Yesterday, the Nedelman Report disclosed that movie buffs on the RNC committee said that famous “We don’ need no stinkin’ badges” bandito line from the 1948 movie, Treasure of Sierra Madre, reminded them very much of their Republican obstructionist record for the last six years in Congress, and voted to formally change the RNC motto to: “We Don’ Need No Stinkin’ (fill in the blank).” Goodlatte commented further:
“This is our first use of the new Republican slogan, “We Don’ Need No Stinkin’ ______” and I’m proud to be filling in the blank with, ‘New Mexican-American Citizens.’ The last thing Republicans want or need are more minority voters. We’re scared absolutely shitless about us whites not being a majority and we’re doing all we can to stop minorities from voting, as it is, with new voter laws designed to cut down on the number of minorities who can vote. Regardless if offering a path to citizenship is the proper and objectively rational thing to do, it’s not going to happen as along as us good right-wing evangelical Christian Republicans control the House.”

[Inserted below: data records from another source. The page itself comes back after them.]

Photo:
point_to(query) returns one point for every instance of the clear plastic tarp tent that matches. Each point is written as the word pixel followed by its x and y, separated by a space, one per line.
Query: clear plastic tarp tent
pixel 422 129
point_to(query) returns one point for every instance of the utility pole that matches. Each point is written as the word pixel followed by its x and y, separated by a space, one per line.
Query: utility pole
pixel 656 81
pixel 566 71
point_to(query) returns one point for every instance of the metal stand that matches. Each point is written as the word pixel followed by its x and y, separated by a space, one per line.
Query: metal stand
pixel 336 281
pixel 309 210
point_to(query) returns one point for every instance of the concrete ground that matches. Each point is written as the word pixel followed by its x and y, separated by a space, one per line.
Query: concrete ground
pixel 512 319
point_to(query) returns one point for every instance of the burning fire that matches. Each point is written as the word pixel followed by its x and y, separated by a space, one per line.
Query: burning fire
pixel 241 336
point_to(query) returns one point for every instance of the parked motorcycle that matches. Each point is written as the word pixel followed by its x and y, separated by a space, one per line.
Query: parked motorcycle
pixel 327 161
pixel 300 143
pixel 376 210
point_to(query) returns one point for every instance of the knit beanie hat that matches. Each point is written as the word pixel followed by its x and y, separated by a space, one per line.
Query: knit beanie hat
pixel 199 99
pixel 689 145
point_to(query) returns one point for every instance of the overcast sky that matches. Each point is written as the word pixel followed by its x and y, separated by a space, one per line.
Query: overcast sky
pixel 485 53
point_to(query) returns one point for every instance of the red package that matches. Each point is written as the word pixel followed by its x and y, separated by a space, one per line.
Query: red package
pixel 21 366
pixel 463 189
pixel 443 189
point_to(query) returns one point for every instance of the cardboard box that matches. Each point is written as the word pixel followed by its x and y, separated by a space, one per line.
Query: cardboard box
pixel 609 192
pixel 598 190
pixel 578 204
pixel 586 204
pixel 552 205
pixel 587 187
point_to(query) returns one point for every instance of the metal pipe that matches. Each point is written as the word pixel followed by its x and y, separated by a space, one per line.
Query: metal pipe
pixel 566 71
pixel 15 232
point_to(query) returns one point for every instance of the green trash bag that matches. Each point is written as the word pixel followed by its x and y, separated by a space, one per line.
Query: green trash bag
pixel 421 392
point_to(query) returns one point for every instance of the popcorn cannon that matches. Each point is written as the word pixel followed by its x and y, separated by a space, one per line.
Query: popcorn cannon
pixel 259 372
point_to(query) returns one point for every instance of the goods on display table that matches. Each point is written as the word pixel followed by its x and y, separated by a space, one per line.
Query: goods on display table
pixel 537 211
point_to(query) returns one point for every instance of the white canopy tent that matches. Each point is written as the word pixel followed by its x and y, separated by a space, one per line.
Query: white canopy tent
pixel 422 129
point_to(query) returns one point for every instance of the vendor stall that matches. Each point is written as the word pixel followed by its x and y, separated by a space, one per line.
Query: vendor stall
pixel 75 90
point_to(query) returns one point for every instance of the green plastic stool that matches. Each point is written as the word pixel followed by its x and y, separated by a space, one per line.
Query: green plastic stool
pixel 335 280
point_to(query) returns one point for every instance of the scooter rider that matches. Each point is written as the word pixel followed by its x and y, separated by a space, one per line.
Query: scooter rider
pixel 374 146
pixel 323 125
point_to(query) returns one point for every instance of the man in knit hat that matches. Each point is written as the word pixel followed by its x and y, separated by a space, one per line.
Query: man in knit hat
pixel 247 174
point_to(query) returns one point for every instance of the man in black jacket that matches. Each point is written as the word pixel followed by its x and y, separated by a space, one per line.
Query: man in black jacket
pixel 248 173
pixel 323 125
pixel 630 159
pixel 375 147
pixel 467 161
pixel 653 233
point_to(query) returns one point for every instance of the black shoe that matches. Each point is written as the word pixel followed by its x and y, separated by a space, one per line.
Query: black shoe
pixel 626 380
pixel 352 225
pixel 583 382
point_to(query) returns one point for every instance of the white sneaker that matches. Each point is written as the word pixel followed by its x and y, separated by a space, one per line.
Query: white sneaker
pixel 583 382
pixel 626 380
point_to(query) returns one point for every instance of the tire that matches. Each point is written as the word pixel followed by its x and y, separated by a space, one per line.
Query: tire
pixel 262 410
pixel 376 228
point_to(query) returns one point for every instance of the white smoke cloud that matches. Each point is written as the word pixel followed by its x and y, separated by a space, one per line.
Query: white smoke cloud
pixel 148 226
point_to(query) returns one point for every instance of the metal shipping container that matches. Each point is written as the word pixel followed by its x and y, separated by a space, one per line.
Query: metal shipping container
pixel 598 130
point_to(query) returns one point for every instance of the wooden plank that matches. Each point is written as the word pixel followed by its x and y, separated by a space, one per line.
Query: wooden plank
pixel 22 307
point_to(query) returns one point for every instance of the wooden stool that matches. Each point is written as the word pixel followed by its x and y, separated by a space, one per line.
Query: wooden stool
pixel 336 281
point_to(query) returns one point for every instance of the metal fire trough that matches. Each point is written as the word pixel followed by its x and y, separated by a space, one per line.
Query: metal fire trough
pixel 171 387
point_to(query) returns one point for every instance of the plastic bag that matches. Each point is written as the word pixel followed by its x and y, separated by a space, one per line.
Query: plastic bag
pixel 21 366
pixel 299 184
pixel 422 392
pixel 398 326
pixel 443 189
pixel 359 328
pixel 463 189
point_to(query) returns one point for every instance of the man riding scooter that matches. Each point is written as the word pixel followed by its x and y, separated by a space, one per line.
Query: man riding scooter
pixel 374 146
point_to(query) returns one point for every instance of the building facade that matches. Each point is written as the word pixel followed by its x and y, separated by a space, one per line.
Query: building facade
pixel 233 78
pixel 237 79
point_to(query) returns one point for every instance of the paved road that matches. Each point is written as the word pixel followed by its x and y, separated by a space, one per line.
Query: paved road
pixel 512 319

Reince Priebus, chairman of the RNC, mirrored Goodlatte’s choice to block the Path to Citizenship provisions of immigration reform.
“Our new interactive slogan goes with everything we stand for. Our ultra-right-wing evangelical Christian Tea Party base can fill in blank with whatever they don’t like on general and biblical principles, like Goodlatte’s ‘We Don’ Need No Stinkin’ New Mexican-American Citizens.’ Or immigration reform, or gay rights, or the First Amendment, women’s rights, evolution taught in science classes, movies about Hillary Clinton before the election, Obamacare, Obama, minority voting rights, National Public Radio, Obama appointed Federal judges, heads of federally mandated departments, food stamps, jobs, or even a free press.”
As has often been noted where evangelical Christian faith-based political action committees have taken control of the Republican nominating processes, ultra-right-wing Christian Republican congressmen are quick to point out that their faith informs their congressional positions and voting. Goodlatte is not strictly an evangelical Christian, but a Christian Scientist, their beliefs mirroring some of the early Gnostic Christian’s beliefs, such as: 1) matter is mortal error, and 2) Spirit is immortal Truth. If holding to his stated religious doctrines, Goodlatte also believes that spiritual reality is the only reality and the material world is an illusion.
While Christian Republicans may believe spirit is immortal, it appears that finding objective and rational truth in their spirit, or compassion and generosity, seems to be an elusive enterprise at best.
As we have seen so many Republican congressmen who flout the First Amendment’s separation of church and state to promote their religious beliefs, the question Goodlatte and no Republican has satisfactorily answered to date is, “Do you think the eleven million Mexican-Americans in this country desiring citizenship – who aren’t going anywhere – are an illusion?”